I am Assistant Professor of Sociology and Arthur H. Scribner Bicentennial Preceptor at Princeton University where I am also affiliated with the Politics Department, the Office of Population Research, the Princeton Institute for Computational Science and Engineering, The Center for Information Technology Policy and the Center for the Digital Humanities. I develop new quantitative statistical methods for applications across computational social science. I completed my PhD in Government at Harvard in 2015 where I had the good fortune of working with the interdisciplinary group at IQSS. I also earned a master's degree in Statistics from Harvard in 2014.
I've worked extensively on methods for computer-assisted text analysis and with Justin Grimmer published an introduction to the field.

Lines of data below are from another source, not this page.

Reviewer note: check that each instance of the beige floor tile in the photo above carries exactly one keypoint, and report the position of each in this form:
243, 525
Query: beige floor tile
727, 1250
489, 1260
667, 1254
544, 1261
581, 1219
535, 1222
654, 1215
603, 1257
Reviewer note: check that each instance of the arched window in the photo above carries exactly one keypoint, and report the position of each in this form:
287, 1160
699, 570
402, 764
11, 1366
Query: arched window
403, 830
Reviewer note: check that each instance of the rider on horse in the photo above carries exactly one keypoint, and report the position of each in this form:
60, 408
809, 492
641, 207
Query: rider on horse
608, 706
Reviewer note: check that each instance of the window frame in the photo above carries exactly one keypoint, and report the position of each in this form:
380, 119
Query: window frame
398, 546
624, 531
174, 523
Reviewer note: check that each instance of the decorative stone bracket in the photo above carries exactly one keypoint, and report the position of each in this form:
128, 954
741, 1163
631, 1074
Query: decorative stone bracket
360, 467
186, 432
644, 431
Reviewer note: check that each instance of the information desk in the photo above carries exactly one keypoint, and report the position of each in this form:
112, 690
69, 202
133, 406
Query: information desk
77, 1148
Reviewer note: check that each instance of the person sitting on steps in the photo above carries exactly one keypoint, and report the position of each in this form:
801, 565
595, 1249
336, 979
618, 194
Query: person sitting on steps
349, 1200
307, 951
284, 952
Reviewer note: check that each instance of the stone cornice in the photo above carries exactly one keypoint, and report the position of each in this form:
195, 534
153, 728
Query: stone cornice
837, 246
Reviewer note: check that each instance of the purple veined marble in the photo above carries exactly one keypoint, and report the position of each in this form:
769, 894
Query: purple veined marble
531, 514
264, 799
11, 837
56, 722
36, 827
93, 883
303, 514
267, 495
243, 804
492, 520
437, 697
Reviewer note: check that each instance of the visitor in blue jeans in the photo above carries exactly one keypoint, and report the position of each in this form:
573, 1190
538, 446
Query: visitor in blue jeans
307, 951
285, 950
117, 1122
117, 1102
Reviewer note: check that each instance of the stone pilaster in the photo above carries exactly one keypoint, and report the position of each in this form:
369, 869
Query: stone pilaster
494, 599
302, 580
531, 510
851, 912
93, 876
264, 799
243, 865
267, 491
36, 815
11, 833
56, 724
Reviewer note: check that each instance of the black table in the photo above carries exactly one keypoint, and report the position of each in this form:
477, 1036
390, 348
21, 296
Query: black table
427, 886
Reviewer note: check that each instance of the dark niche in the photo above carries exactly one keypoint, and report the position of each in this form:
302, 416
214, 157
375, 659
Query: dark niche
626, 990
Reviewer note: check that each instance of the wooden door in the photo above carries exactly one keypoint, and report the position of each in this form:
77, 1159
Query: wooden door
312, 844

Molly Roberts, Dustin Tingley and I have developed the Structural Topic Model, an unsupervised topic model geared towards inference in the social sciences. The accompanying software stm is available on CRAN and at structuraltopicmodel.com. It also includes a full vignette demonstrating its use. I've recently been working on the connections between text analysis and causal inference. Current papers cover adjusting for confounding with text, and text as treatment and outcome.
I've also written a new paper with my graduate students Ian Lundberg and Rebecca Johnson aimed at sociologists about the missing gap between theory and empirics. The paper encourages more precision in specifying the goals of quantitative work where the target of estimation is too often specified in terms of regression coefficients rather than model-free estimands.
I teach undergraduate and graduate statistics as well as the occassional course on text analysis. Course materials for these classes as well as from my summer methods camp and sociology statistics reading group are available on my teaching page.